Era sempre o que ele afirmava.
"Ele mente-me!" – pensava a mãe amargurada. E a sua obra, a alegria, a
ambição de glórias que, durante tantos anos se esforçara por implantar no filho,
sumia-se, derrocava-se, sem que lhe fosse possível, a ela, ampará-la para a
reconstruir!
– Ele mente-me...
Ela queria-o franco, risonho, amigo da vida. Ele retraía-se, tomava ares
abstratos, entregava-se a leituras filosóficas e a estudos incompatíveis com a sua
idade. Ela não entendia bem daquilo, mas pressentia um perigo sem forças para o
combater...
– Ele mente-me...
Era a sua amargura. O filho tornara-se de uma sensibilidade doentia; fugia da
sociedade, evitava a própria mãe, que se encolhia chorosa, para o não aborrecer.

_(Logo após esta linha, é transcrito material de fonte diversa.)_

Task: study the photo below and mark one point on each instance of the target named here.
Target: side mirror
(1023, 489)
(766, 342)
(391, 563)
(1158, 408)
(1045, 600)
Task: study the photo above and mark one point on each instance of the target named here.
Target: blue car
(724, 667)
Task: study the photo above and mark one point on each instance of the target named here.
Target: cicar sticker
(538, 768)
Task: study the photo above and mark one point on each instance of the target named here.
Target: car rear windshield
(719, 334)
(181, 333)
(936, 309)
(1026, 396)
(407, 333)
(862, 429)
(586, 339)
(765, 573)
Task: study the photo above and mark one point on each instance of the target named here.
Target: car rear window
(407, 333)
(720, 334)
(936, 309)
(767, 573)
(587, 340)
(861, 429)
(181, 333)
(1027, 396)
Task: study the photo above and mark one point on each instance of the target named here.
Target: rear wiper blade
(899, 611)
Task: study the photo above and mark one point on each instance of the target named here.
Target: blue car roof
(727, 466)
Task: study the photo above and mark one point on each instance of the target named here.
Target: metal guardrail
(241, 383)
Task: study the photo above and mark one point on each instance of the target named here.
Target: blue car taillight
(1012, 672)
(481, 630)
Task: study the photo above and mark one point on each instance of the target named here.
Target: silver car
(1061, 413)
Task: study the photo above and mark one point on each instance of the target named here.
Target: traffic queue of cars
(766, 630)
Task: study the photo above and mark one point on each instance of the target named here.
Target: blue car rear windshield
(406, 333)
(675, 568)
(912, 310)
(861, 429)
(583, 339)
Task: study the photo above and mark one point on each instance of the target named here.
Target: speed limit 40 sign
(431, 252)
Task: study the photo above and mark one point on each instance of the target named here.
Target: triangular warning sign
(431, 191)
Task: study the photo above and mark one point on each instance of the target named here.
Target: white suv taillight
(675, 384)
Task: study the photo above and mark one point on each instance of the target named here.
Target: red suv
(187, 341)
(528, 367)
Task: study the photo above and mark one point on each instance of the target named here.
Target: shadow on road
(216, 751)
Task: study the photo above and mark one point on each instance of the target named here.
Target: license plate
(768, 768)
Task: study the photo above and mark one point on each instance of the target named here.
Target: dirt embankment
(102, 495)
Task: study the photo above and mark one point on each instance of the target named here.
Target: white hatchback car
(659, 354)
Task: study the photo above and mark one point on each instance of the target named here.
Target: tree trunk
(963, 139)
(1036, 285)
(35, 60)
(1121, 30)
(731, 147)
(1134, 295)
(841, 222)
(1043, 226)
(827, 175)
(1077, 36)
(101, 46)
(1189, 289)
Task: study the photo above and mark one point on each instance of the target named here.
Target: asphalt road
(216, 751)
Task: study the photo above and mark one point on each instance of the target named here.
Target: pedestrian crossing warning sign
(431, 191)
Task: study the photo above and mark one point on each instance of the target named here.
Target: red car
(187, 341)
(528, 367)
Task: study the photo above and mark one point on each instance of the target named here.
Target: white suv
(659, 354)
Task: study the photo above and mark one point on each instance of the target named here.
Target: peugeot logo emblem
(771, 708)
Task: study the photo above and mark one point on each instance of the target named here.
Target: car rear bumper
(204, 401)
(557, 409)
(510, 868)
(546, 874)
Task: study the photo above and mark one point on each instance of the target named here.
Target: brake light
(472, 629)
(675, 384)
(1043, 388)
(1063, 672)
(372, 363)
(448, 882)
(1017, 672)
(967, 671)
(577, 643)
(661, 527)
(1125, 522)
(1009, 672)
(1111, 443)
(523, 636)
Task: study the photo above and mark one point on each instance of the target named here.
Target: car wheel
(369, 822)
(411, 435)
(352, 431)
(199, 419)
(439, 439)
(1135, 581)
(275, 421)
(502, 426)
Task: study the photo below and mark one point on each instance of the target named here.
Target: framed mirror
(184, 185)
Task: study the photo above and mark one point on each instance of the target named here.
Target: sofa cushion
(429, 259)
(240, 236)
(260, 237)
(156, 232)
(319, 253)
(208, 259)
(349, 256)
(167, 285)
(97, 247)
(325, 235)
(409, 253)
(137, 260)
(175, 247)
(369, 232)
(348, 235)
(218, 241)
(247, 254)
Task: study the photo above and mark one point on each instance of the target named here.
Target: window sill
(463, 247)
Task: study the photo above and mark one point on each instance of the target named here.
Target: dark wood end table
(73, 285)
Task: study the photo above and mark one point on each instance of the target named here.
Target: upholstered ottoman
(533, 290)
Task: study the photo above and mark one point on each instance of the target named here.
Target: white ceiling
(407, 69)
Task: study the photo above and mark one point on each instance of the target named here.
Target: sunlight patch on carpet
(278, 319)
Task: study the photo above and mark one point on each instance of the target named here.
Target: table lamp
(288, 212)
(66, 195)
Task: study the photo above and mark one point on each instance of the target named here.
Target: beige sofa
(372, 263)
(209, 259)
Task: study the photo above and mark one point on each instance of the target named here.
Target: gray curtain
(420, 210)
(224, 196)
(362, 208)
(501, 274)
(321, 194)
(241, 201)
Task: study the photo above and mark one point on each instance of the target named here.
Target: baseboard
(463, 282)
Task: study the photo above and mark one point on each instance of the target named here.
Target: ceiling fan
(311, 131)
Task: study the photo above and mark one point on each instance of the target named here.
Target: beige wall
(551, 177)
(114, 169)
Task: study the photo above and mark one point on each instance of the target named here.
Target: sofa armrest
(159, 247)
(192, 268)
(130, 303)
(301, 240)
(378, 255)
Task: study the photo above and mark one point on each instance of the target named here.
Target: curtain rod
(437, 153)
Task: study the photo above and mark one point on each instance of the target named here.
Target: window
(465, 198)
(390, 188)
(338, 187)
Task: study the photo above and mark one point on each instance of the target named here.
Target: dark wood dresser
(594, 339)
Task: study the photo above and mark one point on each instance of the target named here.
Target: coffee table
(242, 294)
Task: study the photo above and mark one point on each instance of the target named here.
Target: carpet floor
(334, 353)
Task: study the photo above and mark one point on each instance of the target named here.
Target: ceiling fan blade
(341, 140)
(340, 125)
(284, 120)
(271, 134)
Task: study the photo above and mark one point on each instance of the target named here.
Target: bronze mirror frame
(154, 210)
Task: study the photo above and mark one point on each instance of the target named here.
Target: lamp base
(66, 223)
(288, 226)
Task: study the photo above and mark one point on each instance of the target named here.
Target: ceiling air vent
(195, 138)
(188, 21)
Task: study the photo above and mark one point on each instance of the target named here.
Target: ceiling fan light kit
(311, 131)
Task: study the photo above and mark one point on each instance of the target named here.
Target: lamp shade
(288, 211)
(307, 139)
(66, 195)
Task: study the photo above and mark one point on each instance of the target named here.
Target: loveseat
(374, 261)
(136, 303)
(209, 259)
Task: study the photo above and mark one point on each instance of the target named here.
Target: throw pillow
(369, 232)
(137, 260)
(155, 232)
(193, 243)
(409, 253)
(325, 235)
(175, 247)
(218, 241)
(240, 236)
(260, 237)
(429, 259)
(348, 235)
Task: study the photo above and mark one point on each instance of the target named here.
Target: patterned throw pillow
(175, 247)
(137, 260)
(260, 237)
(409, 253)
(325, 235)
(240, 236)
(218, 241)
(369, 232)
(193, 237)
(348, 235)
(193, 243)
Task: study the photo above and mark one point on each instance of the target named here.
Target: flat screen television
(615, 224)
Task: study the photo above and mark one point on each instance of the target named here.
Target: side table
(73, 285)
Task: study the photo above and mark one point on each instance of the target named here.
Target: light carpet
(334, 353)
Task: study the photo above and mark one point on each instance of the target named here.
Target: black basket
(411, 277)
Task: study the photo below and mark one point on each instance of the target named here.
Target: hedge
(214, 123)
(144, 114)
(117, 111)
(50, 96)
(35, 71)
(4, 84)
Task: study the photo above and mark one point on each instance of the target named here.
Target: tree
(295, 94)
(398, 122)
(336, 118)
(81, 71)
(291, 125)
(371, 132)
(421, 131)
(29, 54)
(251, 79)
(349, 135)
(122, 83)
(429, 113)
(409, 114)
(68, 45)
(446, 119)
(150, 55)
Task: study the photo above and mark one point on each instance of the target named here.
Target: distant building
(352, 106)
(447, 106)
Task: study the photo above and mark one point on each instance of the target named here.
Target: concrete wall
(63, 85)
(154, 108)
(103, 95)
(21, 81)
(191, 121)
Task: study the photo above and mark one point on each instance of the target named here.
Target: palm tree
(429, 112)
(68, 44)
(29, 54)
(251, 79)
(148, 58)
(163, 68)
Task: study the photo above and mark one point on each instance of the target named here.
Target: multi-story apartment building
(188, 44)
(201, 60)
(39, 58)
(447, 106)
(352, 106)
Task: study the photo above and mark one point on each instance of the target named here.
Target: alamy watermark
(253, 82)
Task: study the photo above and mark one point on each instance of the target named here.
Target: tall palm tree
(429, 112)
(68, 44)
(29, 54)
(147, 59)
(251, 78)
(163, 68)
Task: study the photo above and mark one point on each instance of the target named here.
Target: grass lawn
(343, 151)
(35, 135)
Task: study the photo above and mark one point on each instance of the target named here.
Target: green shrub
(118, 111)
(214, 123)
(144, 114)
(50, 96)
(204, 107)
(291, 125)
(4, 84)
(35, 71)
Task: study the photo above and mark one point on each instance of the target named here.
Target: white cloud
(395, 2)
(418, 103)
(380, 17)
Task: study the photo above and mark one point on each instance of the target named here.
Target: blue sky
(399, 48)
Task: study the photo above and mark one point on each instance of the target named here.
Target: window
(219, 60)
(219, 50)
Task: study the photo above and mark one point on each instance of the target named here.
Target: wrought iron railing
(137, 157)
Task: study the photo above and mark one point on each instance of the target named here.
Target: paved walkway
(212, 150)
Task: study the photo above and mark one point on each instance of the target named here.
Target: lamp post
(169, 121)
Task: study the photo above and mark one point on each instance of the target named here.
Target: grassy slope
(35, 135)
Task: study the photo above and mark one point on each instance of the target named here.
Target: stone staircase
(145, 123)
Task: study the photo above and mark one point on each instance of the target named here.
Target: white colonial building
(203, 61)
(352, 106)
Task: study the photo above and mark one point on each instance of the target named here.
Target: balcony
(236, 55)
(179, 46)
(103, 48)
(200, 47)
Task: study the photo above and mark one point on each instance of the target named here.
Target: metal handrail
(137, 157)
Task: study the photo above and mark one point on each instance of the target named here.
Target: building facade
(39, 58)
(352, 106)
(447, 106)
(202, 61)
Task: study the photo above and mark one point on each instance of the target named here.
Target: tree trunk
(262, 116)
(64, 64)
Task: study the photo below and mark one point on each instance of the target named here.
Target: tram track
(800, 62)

Aos vinte e três anos viu-o morto com uma febre. E aos vinte e cinco – padre!
Não o quis contrariar, não se podia opor. Ele lá teria uma razão diferente
daquela que alegava e que ela espiara em vão!
Não fora chamado por Deus ao sacerdócio, fora levado por uma causa
estranha, mas inabalável.
Sonhar! de que vale o sonho que não frutifica, flor que se esfolha e de que
nem o aroma sequer permanece com suave consolação!
Ela sacrificara-se para tornar aquele filho um vencedor, um homem! e ei-lo
místico, retraído, isolado do mundo para que o destinara!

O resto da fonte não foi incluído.